# Monopolist's Optimization Problem

## Introduction

Bob runs a widget factory. He is the sole producer of his particular type of widget.
The price, $p$, he recieves in the market of his widget is detemined the quantity, $q$, of widgets he puts on the market.

He faces the quadratic demand curve $p(q) = 100 - q^{2}$.

Which means, for example:

* if he sells 1 widget he recieves \$99 per widget: $p(1) = 100 - 1^{2} = 99$
* if he sells 2 widgets he recieves \$96 per widget: $p(1) = 100 - 2^{2} = 96$
* if he sells 3 widgets he recieves \$91 per widget: $p(1) = 100 - 3^{2} = 91$

Bob, owns the factory and equipment in it; he cannot sell it. His cost per widget is 10. This gives $C(q)=10q$ as his total costs.

Profit is given by $price\ per\ unit * units\ sold - total\ costs$. In our notation, Bob profit, $\pi$ can be written as $\pi(q) = 90q - q^{3}$.

## Optimization Techniques

We'll consider minimizing a function that is concave over its relevant range. In order to maximize a convex function, we can simply take its negatitive (which is concave) and minimize it.

For simplicity, we'll only consider function of one real-valued variable.

### Gradient Descent

Gradient Descent is a simple method of finding a minimum that can be used on a very wide variety of functions. Gradient Descent along with methods based on it is commonly used to maximize functions that have no second derivative or where the second derivative of the function is difficult to compute or even approximate. Gradient Descent based methods are used in order to minimize the loss function in many machine learning models, particularly deep learning models. 

The idea is that once we pick an initial guess, we iterativly can follow the slope (i.e. go the opposite direction of the slope) until we reach a minimum. This is often compared to a ball rolling down a hill, but without the details to make it physically realistic. (There are other optimization techniques that draw inspriation for the physical metaphor by adding in analoguaes to friction and gravity.)

The iterative equation for Gradient Descent, for a real-valued function of one variable, is given by:
$$x_{n+1} = x_{n} - \gamma \ f'(x_{n})$$
Where $\gamma$, called the learning rate, controls the speed at which descent happens.
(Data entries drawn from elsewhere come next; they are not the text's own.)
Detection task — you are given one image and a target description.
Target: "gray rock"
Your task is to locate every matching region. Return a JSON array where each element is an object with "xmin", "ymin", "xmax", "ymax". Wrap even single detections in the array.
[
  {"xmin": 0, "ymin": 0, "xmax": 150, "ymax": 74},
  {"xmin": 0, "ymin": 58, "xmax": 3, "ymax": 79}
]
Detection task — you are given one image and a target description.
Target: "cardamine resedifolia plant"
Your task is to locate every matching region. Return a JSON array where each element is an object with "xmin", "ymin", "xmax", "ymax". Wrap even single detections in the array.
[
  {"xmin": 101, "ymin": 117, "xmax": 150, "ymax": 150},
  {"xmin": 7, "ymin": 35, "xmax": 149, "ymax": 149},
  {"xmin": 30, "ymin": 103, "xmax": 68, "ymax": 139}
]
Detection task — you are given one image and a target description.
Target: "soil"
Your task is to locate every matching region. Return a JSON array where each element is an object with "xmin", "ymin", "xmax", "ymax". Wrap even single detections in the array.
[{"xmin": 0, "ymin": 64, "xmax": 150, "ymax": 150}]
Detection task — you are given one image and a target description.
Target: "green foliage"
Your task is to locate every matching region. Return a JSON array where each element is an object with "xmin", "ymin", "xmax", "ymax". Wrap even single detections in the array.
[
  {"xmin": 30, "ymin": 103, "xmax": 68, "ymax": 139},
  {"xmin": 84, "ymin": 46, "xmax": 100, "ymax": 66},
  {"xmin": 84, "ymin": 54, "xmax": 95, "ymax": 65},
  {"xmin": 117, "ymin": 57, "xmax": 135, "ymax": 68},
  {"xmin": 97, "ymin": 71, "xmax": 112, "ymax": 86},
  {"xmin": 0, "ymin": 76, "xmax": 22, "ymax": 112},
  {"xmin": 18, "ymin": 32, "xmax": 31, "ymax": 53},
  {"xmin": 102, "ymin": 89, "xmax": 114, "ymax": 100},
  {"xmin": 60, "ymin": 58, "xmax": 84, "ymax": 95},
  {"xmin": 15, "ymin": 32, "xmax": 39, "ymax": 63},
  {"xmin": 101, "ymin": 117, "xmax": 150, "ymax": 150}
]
The learning rate is an examnple of a hyperparameter. A hyper parameter what is not estimated by the model and much be chosen before the model is run. In cases where the function is very steep, a low value should be chosen for the learning rate. Conversly, A high value for the learning rate should be chosen for very gradual functions.

## Instructions

1. Show the expression for profit, $\pi(q) = 90q - q^{3}$, is correct.
2. Mathematically solve for he optimal quantity of widgets Bob should produce to maximize his profit and his maximum profit.  
(If you need a refresher, see: https://mjo.osborne.economics.utoronto.ca/index.php/tutorial/index/1/nen/t)
3. Use Gradient Descent to numerically solve Bob's problem. Write the algorithm yourself; don't use a package!
4. Use Newton-Raphson to numerically solve Bob's problem. Write the algorithm yourself; don't use a package!
4. Graphically compare the convergence speed of Gradient Descent and Newton's method.
5. Use Scipy's building optimization function to solve Bob's problem.